Miss Cantine

Conversamos com seis mães que tiveram filhos com mais de dez anos de diferença

Begoña Villacís, porta-voz dos Cidadãos na Prefeitura de Madri e certamente a próxima candidata a prefeita do município para o Partido Laranja (embora ainda não haja confirmação), anunciou em entrevista coletiva que está grávida pela terceira vez. Ela tem 41 anos e já é mãe de duas meninas, de 12 e 13 anos.

E então surgiu a pergunta: Eles têm muitos anos de diferença entre as gestações? As experiências para a mãe serão muito diferentes entre uma maternidade e outra, considerando que idade e experiência não são a mesma coisa? Como o irmão mais velho aceitaria?

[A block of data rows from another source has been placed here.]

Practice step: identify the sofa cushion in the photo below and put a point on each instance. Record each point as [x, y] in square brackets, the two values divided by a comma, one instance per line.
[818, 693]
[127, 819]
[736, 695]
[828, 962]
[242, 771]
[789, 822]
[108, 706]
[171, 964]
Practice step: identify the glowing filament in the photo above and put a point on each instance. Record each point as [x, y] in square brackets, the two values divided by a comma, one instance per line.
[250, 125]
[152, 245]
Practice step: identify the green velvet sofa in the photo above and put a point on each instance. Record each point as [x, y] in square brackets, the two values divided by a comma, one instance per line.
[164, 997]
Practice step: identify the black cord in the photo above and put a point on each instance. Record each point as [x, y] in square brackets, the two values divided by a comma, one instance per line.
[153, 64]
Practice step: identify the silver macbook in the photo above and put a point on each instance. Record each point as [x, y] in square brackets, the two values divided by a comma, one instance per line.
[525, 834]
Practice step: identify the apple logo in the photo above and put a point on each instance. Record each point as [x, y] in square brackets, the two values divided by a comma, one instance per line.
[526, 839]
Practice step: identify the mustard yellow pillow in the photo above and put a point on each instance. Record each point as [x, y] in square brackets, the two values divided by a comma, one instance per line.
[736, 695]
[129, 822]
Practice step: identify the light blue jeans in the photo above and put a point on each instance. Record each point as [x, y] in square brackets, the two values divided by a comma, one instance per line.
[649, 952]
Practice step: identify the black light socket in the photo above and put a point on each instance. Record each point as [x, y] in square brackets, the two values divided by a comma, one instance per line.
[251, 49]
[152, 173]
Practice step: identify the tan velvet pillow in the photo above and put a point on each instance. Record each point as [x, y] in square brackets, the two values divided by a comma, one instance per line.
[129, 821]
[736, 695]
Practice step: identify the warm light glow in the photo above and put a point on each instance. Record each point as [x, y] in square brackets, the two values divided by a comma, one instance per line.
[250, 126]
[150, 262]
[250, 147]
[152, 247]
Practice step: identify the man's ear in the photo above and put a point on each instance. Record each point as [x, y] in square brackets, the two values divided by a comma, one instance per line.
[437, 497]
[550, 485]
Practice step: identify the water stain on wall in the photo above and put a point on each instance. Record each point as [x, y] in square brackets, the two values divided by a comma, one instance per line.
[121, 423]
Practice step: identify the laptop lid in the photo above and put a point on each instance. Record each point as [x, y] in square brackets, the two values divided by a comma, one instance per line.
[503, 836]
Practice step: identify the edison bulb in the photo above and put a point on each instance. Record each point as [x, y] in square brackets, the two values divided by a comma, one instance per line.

Decidimos entrevistar outras mulheres que haviam passado por um caso semelhante e ficamos surpresos ao ver que Ter um filho dez anos ou mais depois que o irmão nasceu é mais comum do que pensamos. De fato, não tivemos que olhar além do nosso ambiente mais próximo. Três perguntas e seis respostas de mães diferentes.

Mães dez

Begoña Villacís assegurou que a nova gravidez “Isso me deixa muito empolgado e vivo com muita alegria”. E ele acrescentou que:

“Estou cheio de energia, com uma gravidez muito boa … Este ano será interessante para mim, e a oportunidade de ter uma pequena em casa me faz sentir muita sorte, realmente.”

Ela também reconhece que tem sorte de ter uma família e colegas de equipe que a apoiam muito, embora ela passe uma campanha “muito ocupado”. No entanto, ele lembrou que suas duas gestações anteriores o pegaram trabalhando. “Tornei compatível, como muitas mulheres, maternidade e trabalho, e espero fazê-lo novamente.”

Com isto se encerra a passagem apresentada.